Tutto quello che non si dice sul vino dealcolato: servono regole certe e limiti sugli zuccheri

6 Mar 2025, 17:37 | a cura di
La qualità ancora tragica, la mancanza di norme definite, il paradosso sulla sostenibilità. Ecco il punto sul tema del momento

Da consumare entro maggio 2026. Sulla scrivania abbiamo un vino dealcolato, la data di scadenza sulla retro etichetta ci ricorda la sua incapacità di tenuta nel tempo, proprio come una bevanda comune. Lo zucchero totale per litro si aggira sui 70 grammi, eppure si avverte meno sul piano sensoriale perché l’acidità è aggiustata. Nella lista degli ingredienti figura anche il conservante E242. Tutto ciò è permesso perché non esiste un disciplinare sul dealcolato condiviso a livello europeo. In alcune nazioni come in Italia è vietata l’aggiunta di acqua e aromi, in altre nazioni c’è ampio spazio per la fantasia. Com’è possibile che un prodotto autorizzato dall’Unione europea a essere commercializzato con la scritta vino non abbia regole codificate a tutela di chi lo produce e di chi lo consuma?

Togliere l'alcol non basta

Tutta la comunicazione punta sull’assenza di alcol, su una paventata salubrità rispetto al prodotto convenzionale. E gli zuccheri? E gli altri additivi ingeriti? Certo, ci sono rarissimi casi virtuosi che abbiamo toccato con mano all’ultimo Wine Paris, dove il padiglione Zero tasting ha finito i campioni in assaggio già al secondo giorno, ci ha confessato l'Ad della fiera Rodolphe Lameyse. Non è ben chiara la portata del movimento, di sicuro è ingigantita in questa fase schizofrenica dei consumi. È il momento della curiosità, ma nell’assaggio di divertente c’è ben poco. La qualità media è pessima, tra l’annacquato e il tragico gusto di dealcolato che ricorda l’amido del riso bollito. Si noti bene: un buon dealcolato dovrebbe costare più di un vino tradizionale.

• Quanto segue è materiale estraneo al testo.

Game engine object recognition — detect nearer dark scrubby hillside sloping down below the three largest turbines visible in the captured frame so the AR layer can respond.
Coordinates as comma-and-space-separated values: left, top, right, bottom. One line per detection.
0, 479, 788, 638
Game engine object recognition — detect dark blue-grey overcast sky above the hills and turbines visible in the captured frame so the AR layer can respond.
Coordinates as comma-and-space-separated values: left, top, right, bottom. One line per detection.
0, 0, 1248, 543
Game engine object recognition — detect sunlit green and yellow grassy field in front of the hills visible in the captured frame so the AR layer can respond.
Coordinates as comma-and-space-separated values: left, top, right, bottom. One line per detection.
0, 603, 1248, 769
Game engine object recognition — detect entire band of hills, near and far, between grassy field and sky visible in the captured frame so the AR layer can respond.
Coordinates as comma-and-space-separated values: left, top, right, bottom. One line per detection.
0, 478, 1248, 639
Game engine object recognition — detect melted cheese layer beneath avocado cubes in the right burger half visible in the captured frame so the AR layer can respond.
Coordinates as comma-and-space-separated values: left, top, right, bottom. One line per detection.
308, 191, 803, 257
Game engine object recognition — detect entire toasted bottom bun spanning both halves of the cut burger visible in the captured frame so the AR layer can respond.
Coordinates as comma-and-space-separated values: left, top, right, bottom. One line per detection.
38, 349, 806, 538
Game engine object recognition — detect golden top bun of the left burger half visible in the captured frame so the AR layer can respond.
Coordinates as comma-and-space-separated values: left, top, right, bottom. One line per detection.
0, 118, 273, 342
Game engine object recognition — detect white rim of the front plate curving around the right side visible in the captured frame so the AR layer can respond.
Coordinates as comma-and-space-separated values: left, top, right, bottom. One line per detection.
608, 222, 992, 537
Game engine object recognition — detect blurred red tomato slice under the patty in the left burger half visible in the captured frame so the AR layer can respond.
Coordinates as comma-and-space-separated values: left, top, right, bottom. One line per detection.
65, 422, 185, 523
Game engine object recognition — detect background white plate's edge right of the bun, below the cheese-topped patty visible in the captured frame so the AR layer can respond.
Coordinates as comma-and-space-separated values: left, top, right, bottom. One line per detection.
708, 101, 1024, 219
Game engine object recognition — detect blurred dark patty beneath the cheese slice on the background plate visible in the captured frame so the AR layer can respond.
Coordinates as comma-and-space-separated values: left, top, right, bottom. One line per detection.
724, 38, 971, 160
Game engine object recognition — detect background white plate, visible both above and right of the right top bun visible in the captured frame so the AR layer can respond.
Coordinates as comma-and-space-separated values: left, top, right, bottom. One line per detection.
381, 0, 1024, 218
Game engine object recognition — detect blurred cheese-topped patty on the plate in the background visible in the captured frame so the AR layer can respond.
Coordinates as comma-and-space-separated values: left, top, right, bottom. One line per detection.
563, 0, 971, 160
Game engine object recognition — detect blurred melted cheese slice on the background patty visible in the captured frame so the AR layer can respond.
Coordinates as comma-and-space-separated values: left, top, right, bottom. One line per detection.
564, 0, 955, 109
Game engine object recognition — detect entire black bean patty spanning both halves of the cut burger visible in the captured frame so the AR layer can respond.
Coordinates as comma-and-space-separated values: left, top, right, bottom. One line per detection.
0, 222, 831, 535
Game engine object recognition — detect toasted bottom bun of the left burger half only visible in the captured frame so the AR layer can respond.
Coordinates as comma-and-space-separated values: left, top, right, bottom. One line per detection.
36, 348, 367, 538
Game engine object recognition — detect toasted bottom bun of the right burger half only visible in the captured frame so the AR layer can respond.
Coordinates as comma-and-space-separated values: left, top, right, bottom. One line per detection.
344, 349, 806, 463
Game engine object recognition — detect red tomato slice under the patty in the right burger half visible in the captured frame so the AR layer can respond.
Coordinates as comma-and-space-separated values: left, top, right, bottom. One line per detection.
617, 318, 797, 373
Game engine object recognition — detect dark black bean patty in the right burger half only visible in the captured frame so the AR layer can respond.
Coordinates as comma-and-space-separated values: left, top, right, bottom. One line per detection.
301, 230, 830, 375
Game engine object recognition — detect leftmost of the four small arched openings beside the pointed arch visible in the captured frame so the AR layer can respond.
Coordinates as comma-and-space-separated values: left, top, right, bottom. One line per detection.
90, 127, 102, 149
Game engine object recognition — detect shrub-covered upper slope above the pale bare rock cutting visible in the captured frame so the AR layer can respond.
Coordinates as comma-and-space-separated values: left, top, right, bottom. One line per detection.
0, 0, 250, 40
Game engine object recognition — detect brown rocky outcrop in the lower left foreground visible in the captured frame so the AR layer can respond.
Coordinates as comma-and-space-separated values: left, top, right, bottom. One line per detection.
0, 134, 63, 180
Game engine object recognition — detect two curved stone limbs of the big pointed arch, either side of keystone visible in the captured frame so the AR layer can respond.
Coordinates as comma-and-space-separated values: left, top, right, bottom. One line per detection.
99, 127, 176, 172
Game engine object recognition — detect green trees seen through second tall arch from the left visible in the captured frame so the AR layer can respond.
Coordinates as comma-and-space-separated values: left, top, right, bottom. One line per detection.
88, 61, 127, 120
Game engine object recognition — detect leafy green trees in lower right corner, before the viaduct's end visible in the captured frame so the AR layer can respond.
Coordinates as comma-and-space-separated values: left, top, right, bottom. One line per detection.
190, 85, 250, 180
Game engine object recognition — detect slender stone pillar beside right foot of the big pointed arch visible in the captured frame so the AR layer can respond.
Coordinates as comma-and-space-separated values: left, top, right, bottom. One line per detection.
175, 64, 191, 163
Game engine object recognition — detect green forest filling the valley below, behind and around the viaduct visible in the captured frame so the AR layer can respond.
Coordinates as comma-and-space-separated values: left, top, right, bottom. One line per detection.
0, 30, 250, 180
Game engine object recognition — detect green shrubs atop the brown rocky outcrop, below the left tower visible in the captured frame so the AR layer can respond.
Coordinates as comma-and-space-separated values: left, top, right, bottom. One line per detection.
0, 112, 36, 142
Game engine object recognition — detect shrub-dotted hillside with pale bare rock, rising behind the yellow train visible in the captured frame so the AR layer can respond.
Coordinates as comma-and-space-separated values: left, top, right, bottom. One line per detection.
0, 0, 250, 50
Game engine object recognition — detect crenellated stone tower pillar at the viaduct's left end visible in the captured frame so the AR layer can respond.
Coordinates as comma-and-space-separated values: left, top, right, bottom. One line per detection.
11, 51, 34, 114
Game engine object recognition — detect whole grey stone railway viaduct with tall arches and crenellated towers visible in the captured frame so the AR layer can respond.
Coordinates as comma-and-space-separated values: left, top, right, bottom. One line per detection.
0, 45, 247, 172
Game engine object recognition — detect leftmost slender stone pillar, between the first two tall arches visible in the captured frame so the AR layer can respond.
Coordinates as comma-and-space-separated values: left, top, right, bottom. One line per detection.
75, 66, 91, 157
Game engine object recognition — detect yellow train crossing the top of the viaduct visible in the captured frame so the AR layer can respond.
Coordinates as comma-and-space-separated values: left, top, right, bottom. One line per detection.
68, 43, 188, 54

Il ragionamento è lineare: si parte da un vino finito per poi dealcolare; l’operazione più diffusa al momento è tramite l’uso di membrane per osmosi. Il processo richiede tanta energia e soprattutto risorse idriche importanti e non più riutilizzabili. Insomma, nulla di più lontano dalla parola magica “sostenibilità”.

Serve una stretta regolamentazione

Sul piano tecnologico sono stati fatti passi avanti in poco tempo, ma al di là della sperimentazione molte cantine non hanno ragionato sul posizionamento (culturale e di mercato) del dealcolato, inseguendo meramente un’indicazione netta del mercato. Spesso hanno affidato la produzione a brand esterni: il rischio di snaturarsi è dietro l’angolo. Occorre fare chiarezza, perché da opportunità a seria minaccia il passo è brevissimo. Ci aspettiamo una più stretta regolamentazione in tempi brevi e anche una nuova narrazione capace di tenere lontani i segmenti: il dealcolato non come un surrogato del vino, ma un prodotto con una diversa identità pensato per un nuovo consumatore che (ancora) non apprezza il vino. Uno strumento di partenza per accedere a una nuova dimensione esperienziale.

L’attuale crisi del mondo enologico è una crisi culturale, di messaggi, d’identità. Cambiano ed evolvono i bevitori, i mercati, il clima: tutto questo genera confusione sia tra le cantine che tra gli appassionati. Per questo servono regole nette e scelte coraggiose. Che di nemici, oggi, il mondo del vino ne ha fin troppi.